Event Recap
On February 12 and 13, scholars convened at the Watson Institute to discuss new analyses of the waves of change rolling across rural China.
Thursday’s conference, “Recasting the Rural: China’s Transformation in Global Context,” brought visiting geographers and sociologists together with members of the Brown community to discuss cutting-edge research on processes like resource extraction and agricultural change that are often overlooked as the world gazes at China’s cities. As geographer Emily Yeh noted in her opening remarks, “The recent redoubling of the Chinese state’s efforts to shift rural people to urban areas seems to confirm that China is leaving its agrarian legacy behind. Yet China’s authorities continue to be preoccupied with managing rural landscapes and populations. While the world gawks at China’s cities, these intensified efforts at managing rural spaces—and their global ramifications—go under the radar.”

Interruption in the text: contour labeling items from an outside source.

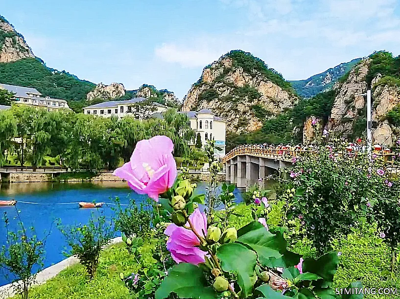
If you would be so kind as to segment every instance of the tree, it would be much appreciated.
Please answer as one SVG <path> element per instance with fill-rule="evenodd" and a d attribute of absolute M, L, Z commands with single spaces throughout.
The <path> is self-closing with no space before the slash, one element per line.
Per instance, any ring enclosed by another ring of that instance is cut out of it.
<path fill-rule="evenodd" d="M 8 106 L 11 104 L 11 100 L 14 97 L 14 93 L 9 92 L 5 89 L 0 89 L 0 105 Z"/>
<path fill-rule="evenodd" d="M 196 137 L 196 147 L 201 149 L 202 146 L 203 144 L 201 143 L 201 136 L 200 133 L 197 133 L 197 136 Z"/>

Presentation topics ranged from model communities in the hinterlands of Chengdu to the pig farms that have become the country’s primary source of water pollution to the world’s largest coal mine, in Inner Mongolia. A final panel put these discussions in transnational perspective, addressing rural change in India, in Brazil, and globally. The following day, attendees took part in a workshop to refine the presented papers, which will compose a themed issue of Geoforum.
Jia-Ching Chen, a visiting scholar in sociology and former Watson affiliate, John Zinda, a postdoctoral research associate at the Institute at Brown for Environment and Society, and Emily Yeh, professor of geography at the University of Colorado, Boulder, organized the conference and special issue.